CF: Generally, the more you have to do the less creative you get. My most creative days, hands down, were at GrammercyTavern. I will forever be grateful for the freedom and support that I got to be creative there, because when you are running a restaurant…it’s really hard. If I weren’t in an environment where all this beautiful produce and product was coming at me, I would be much more stale than I am right now.

 

WF: Do you have any other advice for young cooks?

 

It’s really important to for young people to travel if given the opportunity because it takes us out of our blindness. It’s too easy to be consumed with work. You need to find time to let your brain wander. I've very visual so I still read magazines. It’s something about the tactile nature. I feel like I’m making more of discovery when I’m reading print, but it's important to look outside your craft. Go to the opera, the museum, the theater or the ballet. Get inspired by things outside of what you do. There may not be a direct link, but it’s motivating and inspiring to see creativity in any form.  

 

WF: Do you have an anecdote about something that you used to think was important but turned out not to matter too much?

 

CF: Being good at anything takes time. Right out of school young cooks generally don’t know how to navigate a kitchen.
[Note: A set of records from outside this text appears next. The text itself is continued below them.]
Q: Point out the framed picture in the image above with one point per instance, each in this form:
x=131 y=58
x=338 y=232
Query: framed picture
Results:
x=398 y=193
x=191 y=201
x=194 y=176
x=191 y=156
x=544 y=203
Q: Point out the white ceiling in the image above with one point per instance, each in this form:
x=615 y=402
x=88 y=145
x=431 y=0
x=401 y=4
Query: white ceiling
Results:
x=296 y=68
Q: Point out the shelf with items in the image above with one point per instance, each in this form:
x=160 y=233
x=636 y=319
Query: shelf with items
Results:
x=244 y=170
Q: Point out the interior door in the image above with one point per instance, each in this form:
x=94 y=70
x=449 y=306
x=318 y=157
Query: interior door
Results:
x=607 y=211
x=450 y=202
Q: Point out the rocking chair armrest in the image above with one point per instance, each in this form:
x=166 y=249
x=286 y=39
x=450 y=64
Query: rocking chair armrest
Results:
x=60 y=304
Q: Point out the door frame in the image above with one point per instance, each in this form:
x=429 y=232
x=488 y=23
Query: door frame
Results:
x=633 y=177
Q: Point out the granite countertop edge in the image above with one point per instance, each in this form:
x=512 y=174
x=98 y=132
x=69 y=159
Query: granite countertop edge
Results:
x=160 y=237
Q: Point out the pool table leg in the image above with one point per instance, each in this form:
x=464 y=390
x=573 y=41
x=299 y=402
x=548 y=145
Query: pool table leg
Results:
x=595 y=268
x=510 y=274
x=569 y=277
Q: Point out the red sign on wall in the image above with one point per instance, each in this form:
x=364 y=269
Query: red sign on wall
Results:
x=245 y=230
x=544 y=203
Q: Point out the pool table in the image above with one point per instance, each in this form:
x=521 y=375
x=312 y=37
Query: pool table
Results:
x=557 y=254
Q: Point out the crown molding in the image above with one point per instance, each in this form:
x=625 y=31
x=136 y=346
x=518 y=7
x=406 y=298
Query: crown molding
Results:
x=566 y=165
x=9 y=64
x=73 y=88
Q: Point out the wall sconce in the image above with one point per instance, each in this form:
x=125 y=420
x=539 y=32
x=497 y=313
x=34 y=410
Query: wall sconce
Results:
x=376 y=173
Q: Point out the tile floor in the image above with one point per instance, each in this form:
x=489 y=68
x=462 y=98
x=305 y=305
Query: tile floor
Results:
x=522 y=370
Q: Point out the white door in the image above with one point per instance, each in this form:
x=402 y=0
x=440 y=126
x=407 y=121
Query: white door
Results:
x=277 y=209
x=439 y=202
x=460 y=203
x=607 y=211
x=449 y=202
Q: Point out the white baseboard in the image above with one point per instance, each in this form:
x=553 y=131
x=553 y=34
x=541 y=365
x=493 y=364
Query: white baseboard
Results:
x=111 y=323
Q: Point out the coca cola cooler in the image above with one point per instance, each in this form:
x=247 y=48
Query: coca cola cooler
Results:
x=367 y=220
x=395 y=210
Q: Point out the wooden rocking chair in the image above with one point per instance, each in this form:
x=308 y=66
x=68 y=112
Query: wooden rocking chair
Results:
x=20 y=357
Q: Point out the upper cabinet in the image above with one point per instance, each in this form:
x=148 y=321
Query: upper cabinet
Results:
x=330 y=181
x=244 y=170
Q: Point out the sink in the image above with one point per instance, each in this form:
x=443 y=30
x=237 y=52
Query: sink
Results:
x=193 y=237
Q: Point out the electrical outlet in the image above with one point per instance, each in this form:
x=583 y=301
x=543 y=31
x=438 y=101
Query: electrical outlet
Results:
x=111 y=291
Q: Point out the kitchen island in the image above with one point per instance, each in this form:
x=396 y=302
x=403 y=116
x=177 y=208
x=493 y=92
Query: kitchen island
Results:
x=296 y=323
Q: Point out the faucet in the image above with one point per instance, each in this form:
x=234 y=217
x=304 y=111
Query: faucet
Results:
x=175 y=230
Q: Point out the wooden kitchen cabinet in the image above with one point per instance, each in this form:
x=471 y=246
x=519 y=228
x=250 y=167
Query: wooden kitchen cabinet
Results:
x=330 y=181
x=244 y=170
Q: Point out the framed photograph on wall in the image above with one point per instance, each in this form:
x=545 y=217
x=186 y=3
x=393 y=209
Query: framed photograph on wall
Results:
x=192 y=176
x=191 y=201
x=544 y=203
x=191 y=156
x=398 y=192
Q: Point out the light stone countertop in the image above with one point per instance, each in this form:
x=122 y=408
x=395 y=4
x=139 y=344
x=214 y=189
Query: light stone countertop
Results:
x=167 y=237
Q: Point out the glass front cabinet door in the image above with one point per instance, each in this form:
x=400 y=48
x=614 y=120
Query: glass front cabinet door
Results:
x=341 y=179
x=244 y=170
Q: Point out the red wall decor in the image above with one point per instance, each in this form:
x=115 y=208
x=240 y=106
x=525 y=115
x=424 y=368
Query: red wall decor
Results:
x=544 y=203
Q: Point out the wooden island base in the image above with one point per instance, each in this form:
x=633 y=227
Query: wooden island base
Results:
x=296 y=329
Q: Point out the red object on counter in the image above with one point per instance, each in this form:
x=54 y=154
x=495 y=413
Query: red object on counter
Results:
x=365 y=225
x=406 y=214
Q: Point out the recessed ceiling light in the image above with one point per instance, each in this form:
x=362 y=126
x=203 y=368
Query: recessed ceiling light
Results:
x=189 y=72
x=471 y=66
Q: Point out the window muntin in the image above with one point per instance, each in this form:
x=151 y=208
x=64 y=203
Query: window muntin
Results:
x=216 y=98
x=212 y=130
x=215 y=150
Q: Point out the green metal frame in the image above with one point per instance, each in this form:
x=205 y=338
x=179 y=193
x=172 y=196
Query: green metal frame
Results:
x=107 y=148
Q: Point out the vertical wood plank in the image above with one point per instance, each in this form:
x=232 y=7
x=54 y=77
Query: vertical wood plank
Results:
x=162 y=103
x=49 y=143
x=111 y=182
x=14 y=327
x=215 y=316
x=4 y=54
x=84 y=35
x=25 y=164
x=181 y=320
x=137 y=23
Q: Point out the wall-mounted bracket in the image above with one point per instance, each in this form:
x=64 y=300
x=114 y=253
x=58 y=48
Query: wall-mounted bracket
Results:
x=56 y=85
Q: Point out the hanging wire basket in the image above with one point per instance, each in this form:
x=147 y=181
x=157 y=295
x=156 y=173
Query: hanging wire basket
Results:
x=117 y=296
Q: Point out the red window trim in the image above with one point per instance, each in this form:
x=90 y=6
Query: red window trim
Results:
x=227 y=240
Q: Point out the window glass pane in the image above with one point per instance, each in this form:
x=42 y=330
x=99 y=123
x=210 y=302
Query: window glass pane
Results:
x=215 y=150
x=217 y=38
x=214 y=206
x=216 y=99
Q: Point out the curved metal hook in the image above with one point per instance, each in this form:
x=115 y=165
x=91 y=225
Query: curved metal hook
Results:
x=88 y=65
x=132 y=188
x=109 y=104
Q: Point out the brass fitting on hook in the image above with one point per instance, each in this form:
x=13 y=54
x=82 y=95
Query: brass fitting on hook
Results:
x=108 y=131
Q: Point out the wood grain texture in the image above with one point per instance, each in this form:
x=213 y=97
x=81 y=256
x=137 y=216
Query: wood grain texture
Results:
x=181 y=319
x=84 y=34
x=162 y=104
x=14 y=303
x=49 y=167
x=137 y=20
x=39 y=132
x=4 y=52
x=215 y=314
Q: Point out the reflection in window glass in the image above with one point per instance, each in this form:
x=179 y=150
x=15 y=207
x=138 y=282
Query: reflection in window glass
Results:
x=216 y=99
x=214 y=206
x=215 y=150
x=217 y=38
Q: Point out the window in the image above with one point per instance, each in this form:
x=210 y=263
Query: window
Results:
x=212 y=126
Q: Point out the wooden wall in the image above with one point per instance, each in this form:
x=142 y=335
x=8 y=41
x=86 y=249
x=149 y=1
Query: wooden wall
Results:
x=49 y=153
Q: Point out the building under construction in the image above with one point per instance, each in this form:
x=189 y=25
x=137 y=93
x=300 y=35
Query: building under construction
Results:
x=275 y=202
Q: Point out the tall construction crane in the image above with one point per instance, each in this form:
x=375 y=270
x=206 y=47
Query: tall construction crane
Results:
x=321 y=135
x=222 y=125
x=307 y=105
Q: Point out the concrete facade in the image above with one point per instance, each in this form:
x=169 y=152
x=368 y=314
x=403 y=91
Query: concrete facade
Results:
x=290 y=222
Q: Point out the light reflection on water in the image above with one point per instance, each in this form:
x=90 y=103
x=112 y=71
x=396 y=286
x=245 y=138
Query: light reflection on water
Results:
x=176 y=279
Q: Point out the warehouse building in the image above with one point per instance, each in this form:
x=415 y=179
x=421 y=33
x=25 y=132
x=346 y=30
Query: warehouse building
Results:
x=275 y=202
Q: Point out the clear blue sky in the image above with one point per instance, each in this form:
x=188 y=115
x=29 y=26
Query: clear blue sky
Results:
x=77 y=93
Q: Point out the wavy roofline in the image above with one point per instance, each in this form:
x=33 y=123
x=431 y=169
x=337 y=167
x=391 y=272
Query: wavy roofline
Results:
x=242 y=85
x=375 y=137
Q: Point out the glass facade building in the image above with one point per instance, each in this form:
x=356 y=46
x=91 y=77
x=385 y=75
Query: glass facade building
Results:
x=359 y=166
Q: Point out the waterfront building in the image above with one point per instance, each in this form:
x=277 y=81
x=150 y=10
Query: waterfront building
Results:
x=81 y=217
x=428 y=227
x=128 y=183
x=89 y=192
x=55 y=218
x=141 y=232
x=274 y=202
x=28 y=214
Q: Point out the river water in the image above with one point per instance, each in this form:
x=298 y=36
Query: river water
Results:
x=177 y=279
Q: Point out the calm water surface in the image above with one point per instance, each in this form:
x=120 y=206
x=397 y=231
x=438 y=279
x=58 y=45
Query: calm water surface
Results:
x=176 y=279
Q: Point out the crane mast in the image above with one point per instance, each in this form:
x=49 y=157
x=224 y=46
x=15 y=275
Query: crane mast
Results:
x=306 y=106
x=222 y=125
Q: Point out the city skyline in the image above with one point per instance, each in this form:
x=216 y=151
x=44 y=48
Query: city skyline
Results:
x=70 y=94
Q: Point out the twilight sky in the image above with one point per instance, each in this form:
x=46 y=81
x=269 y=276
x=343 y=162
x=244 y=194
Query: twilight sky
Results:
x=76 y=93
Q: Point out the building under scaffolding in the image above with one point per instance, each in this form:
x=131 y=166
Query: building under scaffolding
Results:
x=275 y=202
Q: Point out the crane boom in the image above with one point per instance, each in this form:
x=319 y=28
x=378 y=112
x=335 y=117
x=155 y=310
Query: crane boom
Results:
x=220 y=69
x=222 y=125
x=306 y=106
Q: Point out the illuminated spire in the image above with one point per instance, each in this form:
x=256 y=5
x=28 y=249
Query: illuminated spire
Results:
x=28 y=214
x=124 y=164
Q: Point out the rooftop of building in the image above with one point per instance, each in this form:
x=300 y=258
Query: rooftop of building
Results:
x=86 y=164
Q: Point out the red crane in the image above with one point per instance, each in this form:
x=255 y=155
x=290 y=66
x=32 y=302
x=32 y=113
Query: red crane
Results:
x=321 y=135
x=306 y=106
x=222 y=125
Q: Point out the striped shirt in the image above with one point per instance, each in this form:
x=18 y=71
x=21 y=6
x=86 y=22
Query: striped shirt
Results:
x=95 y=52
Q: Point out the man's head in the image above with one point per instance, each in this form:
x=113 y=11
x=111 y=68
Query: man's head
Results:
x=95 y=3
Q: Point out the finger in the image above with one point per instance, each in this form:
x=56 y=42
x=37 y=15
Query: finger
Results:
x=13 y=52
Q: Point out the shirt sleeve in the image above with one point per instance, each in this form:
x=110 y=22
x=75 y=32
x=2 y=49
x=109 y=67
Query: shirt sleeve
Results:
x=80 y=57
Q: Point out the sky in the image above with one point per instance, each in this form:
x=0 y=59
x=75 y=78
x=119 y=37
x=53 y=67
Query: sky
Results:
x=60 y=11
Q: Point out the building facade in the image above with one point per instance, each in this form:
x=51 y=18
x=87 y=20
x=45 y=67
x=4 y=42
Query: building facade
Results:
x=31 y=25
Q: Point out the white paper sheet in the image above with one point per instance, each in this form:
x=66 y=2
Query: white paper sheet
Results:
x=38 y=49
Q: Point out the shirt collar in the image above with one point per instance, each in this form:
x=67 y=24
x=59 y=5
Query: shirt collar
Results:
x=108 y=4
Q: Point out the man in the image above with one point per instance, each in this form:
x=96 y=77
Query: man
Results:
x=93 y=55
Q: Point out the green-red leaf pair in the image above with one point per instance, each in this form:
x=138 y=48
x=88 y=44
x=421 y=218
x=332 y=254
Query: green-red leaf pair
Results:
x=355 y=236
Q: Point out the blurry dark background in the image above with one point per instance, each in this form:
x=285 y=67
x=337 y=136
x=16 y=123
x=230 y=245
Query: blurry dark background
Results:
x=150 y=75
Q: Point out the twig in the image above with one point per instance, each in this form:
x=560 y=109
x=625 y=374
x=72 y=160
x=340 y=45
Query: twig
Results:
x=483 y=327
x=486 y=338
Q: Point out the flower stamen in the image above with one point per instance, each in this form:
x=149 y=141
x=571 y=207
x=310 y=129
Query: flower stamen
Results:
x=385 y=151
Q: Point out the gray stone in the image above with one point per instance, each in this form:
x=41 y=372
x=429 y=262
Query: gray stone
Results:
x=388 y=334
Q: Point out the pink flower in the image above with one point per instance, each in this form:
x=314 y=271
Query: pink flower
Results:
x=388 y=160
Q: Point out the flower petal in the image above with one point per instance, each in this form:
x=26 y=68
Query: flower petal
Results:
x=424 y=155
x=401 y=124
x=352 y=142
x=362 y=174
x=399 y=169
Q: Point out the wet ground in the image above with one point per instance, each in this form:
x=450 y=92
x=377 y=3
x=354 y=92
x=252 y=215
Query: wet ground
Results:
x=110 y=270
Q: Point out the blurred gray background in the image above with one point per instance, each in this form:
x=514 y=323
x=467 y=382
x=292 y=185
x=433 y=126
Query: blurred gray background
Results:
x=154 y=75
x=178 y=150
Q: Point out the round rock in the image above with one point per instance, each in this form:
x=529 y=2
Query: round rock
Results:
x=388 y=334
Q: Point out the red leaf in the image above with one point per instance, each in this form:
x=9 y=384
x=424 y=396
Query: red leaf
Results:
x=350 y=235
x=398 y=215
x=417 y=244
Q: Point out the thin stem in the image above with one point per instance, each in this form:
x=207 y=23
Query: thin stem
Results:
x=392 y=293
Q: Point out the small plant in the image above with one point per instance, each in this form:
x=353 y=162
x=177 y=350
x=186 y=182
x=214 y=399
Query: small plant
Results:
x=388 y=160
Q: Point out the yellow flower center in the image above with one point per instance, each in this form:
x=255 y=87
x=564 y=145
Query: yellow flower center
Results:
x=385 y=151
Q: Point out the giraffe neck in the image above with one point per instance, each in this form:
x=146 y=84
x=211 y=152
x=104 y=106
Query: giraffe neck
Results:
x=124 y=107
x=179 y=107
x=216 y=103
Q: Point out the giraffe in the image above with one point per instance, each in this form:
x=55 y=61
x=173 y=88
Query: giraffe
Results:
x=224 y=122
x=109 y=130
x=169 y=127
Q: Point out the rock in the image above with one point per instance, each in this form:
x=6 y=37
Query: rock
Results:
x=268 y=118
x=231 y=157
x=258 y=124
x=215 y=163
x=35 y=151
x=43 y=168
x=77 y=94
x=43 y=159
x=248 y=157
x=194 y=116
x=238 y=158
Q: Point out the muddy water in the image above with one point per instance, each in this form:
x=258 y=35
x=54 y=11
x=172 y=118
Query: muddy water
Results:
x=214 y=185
Being comfortable in a restaurant or bakery takes a very long time.

 

I think for most trades going to school doesn’t seem all that important because it’s all about practice and repetitions. One does not come out of school being “proficient.” You need years before you are considered experienced. Cooking is about practicing.

 

WF: It’s the same with your background in dance, right?

 

CF: Right, you are going to do the same thing over and over again, constant repetition until you know it backward and forwards.

 

WF: Despite all this practice you’ve said that you didn't set out to become an industry icon, but that “All I[‘ve] ever dreamt of was the next dessert.” What’s the next dessert?

 

CF: I don’t know yet! But I will tell you that they are getting simpler and simpler and who knows, maybe the next dessert is savory food. I’m starting to want to cook more and make desserts less.

 

WF: Is the North Fork food truck your outlet for that?

 

CF: I find great pleasure in the food truck, but honestly, I’ve [also] been thinking a bit about the old-fashioned dessert cart as an interactive experience. I come up with these ideas that are stupidly labor-intensive, but I can’t help it! Serving stuff up from a cart sounds fun. Ha! Maybe I’ll actually have to consider this more now that I've said it out loud.